Cloud Computing – Hype vs. Reality


When was the last time you attended a presentation or a webinar that did not have a mention of the “C” word?

Many folks have gone overboard with this – check out the Citrix Cloud Center web page on the Citrix web site. Try reading through the page and see if you get the gist of the Citrix Cloud Center.

All i could get was “cloud proven virtualization and networking products”, “most widely-adopted virtual infrastructure platform for hosted cloud services”, “cloud-proven virtualization platform”, “cloud-scale distributed virtual switch”, “cloud balancing”, and “burstable clouds”. It all went over my head! I counted 33 occurrences of the “cloud” which must be good for search engine optimization but not for me, the (human) reader!!!

It was then refreshing to read a simple, elegant and informative article on Cloud Computing . This article clearly explains how cloud computing is an operations model, not technology. From a monitoring and management solution perspective, of particular interest is this paragraph – “For the most part, cloud computing uses the same management tools, operating systems, middleware, databases, server platforms, network cabling, storage arrays, and so on, that we have come to know and love over the last several decades. Specific technologies, of course, gain significant importance in a cloud computing environment, such as policy-driven automation, metering systems, and self-service provisioning portals. However, all of these technologies–with the possible exception of the self-service portal–existed before cloud computing became a much hyped paradigm.” Be sure to check this article – it’s a good read.

Talking of cloud services, did you know that you can get your own cloud environment in a few mins? Check the free trial that CloudShare is offering . I tried this out last week and was able to have a couple of machines – one with Windows 2008 and SQL 2008 and another with CentOS and MySQL up and running in less than 5 minutes.
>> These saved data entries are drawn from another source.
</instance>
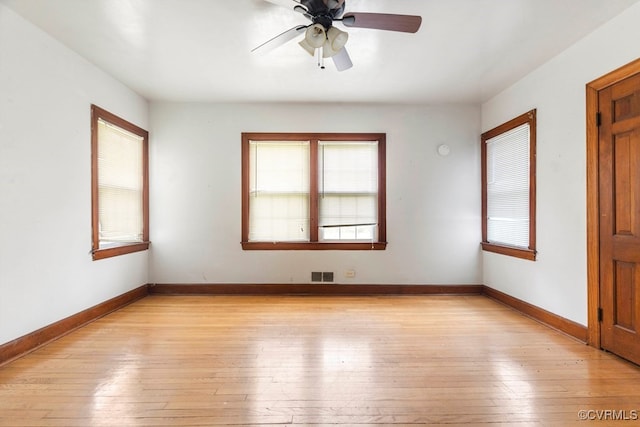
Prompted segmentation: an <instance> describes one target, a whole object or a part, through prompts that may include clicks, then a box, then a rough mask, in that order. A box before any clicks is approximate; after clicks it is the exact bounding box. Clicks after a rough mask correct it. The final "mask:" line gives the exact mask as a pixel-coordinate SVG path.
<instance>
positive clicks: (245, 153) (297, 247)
mask: <svg viewBox="0 0 640 427" xmlns="http://www.w3.org/2000/svg"><path fill="white" fill-rule="evenodd" d="M241 141H242V148H241V165H242V175H241V177H242V196H241V201H242V208H241V209H242V227H241V244H242V249H243V250H371V249H373V250H384V249H386V245H387V243H386V242H387V226H386V188H387V187H386V141H387V138H386V134H385V133H299V132H298V133H282V132H275V133H274V132H266V133H262V132H242V133H241ZM250 141H309V143H310V159H309V160H310V194H309V197H310V201H309V210H310V212H309V215H310V216H309V227H310V234H309V238H310V241H309V242H249V217H250V213H249V187H250V182H249V179H250V177H249V169H250V162H251V159H250V157H249V156H250V149H249V143H250ZM319 141H378V238H377V241H376V242H375V243H374V244H373V245H372V244H371V242H369V243H366V244H365V243H359V242H345V243H339V242H318V230H317V228H318V221H319V219H318V185H319V184H318V181H317V176H318V153H317V149H318V142H319Z"/></svg>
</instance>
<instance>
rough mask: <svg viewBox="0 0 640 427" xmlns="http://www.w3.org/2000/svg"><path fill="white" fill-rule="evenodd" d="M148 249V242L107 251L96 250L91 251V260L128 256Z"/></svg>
mask: <svg viewBox="0 0 640 427" xmlns="http://www.w3.org/2000/svg"><path fill="white" fill-rule="evenodd" d="M147 249H149V242H143V243H132V244H129V245H122V246H115V247H113V248H108V249H96V250H94V251H93V260H94V261H97V260H99V259H105V258H110V257H114V256H118V255H124V254H130V253H133V252H140V251H146V250H147Z"/></svg>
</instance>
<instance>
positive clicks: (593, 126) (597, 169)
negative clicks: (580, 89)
mask: <svg viewBox="0 0 640 427" xmlns="http://www.w3.org/2000/svg"><path fill="white" fill-rule="evenodd" d="M638 73H640V58H639V59H636V60H635V61H633V62H630V63H629V64H626V65H623V66H622V67H620V68H618V69H616V70H614V71H611V72H610V73H607V74H605V75H604V76H602V77H599V78H597V79H595V80H594V81H592V82H590V83H587V87H586V90H587V93H586V95H587V98H586V102H587V111H586V113H587V317H588V325H587V326H588V337H587V338H588V341H587V343H588V344H589V345H591V346H593V347H596V348H600V333H601V331H600V321H599V320H598V308H599V307H600V207H599V190H598V188H599V187H598V186H599V181H598V166H599V164H598V163H599V162H598V123H597V120H596V116H597V113H598V111H599V107H598V92H599V91H601V90H603V89H605V88H607V87H609V86H611V85H613V84H615V83H618V82H620V81H622V80H624V79H626V78H627V77H630V76H633V75H635V74H638Z"/></svg>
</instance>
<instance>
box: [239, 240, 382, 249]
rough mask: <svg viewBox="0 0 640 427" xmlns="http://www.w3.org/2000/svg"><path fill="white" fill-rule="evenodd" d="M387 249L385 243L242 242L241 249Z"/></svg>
mask: <svg viewBox="0 0 640 427" xmlns="http://www.w3.org/2000/svg"><path fill="white" fill-rule="evenodd" d="M386 247H387V242H373V243H371V242H368V243H357V242H345V243H338V242H277V243H270V242H242V249H244V250H245V251H265V250H273V249H278V250H284V251H287V250H291V251H306V250H310V249H313V250H327V251H329V250H331V251H334V250H340V251H371V250H378V251H380V250H384V249H385V248H386Z"/></svg>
Now, how long would that take for you to get this setup from your own IT department? Probably, an hour to answer questions about why you need the systems, a day to get the machines, a couple of hours at least to have the software installed, …

This demonstrates the power of cloud computing. Check out the CloudShare beta offering today and experience the cloud first hand.

4 thoughts on “Cloud Computing – Hype vs. Reality

  1. John Worthington March 14, 2010 / 3:41 pm

    I’ve often wondered whether we have our head up in the cloud (or up somewhere else)…I wish more IT marketing energy would be spent on understanding how to properly define services and markets, rather than spinning us into the heavens.

    having spent more then 10 years working with and for Telcos, I am familiar with ‘the cloud’…clients should be demanding cloud transparency, but I doubt they will get it. The reality of clouds is likely to remain the same as it always was….’trust me’.

    clouds are services, and the sooner your IT organization shifts to a service oriented culture the better…

    good piece Srinivas! the best way to look at clouds is by keeping our feet firmly on the ground

  2. Lokesh March 15, 2010 / 12:48 pm

    Thanks for the info..

  3. John Worthington March 19, 2010 / 1:15 am

    still thinking about transparency and saw this quote on Wisdom of Clouds ( http://news.cnet.com/the-wisdom-of-clouds/ ) that kinda stuck with me…

    “The sense I am getting is that adoption of cloud is beginning to outstrip the ability of legal council to evaluate the liabilities that the cloud introduces to enterprise IT”

  4. David Chou March 23, 2010 / 5:30 am

    While typical perception around cloud computing is simply a more advanced form of outsourced managed hosting (e.g., rent someone else’s servers to run your software), there are also new technologies and application models emerging from the hype.

    For example, Microsoft’s Windows Azure platform (http://azure.com) provides an application environment that operates at a higher level of abstraction, instead of simply providing servers with O/S for customers to use. And the “cloud” implementation actually uses some very different techniques to provide a higher level of horizontal scalability and service resiliency.

    This type of “cloud” environment is easy to use, minutes to set up and deploym while abstracting away the underlying complexities in infrastructure. Though of course, legal and data privacy and transparency issues are not any different than our usual concerns.